Well that’s just great.
Thank you so much, Steven Horvath, Professor of Human Genetics and Biostatistics at UCLA.
Professor Horvath has applied for a patent for his revelation, which he has ever-so-humbly named the “Horvath Clock.”
He explains his discovery as an internal timepiece able to accurately calculate the age of diverse human organs, tissues and cell types. Call it a biological clock used for comparison with our chronological clocks.
It’s a years-on-the-road versus mileage kind of thing. And following that analogy, breasts equate to tires, I suppose. Might as well go ahead and spring for the Michelins.
“It’s surprising that one could develop a clock that reliably keeps time across the human anatomy,” Horvath admitted.
Most of his samples’ biological ages matched their chronological ages, but others diverged significantly.
“My approach compared apples and oranges, or in this case, very different parts of the body: the brain, heart, lungs, liver, kidney, cartilage...”
And breasts.
Of all things.
I can’t help feeling betrayed. Why should any body part charge out ahead of the others? What’s the rush girls? You’re acting like those puffed up people who just have to fly first class. We’re all going to get there at the same time, you know.
But there is something pretty amazing from the professor’s work: “If a woman has breast cancer, the healthy tissue next to the tumor is an average of 12 years older than the rest of her body.”

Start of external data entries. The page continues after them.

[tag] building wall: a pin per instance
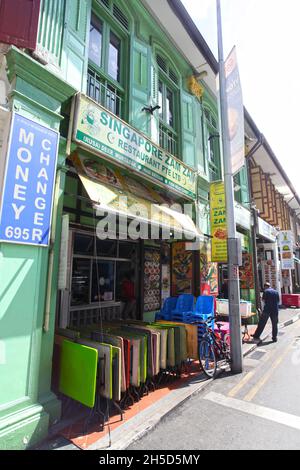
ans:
(41, 83)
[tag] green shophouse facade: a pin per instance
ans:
(117, 53)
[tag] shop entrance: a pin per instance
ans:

Horvath says these results may explain why breast cancer is the most common cancer in women. Given that the Horvath Clock ranked tumor tissue at an average of 36 years older than healthy tissue, it could explain why age is a major risk factor for many cancers in both genders.

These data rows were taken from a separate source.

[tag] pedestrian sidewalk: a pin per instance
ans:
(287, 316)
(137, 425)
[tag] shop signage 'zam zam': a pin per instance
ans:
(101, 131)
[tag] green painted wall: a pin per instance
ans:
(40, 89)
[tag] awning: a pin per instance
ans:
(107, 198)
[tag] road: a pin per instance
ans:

So all right. The Horvath Clock could be a very good thing.
And besides, there’s a buck to be made here! I’m glad to know women’s breasts age faster than the rest of our bodies because…
I can buy my support bras in advance, avoiding the inevitable surge in price as Baby Boomer women crest the curve and flood the market, their breasts leading the way.
Better still, I’ll buy stock in Playtex, Soma and Victoria’s Secret, ha! Ha!
I want men to experience some of this disparate degeneration too. Fair’s fair. Did Professor Horvath even look into that possibility?
In my thoroughly superficial survey of his work, I found no reference men’s body parts. And of course I can’t mention them here!
He talks about saliva and hormones. Whooptifrickindo!
He plans to test rats for similar biological clocks, which seems like ten steps backwards to me. A total boondoggle.
I hope he’s not preoccupied with male pattern baldness or erectile dysfunction.
But did he even notice that old men’s ears are huge? They’re leading some kind of race.
What about it Doc? We want equal rights to unequal body-part aging! Get on it wouldja?!
Thank you so much Professor Horvath.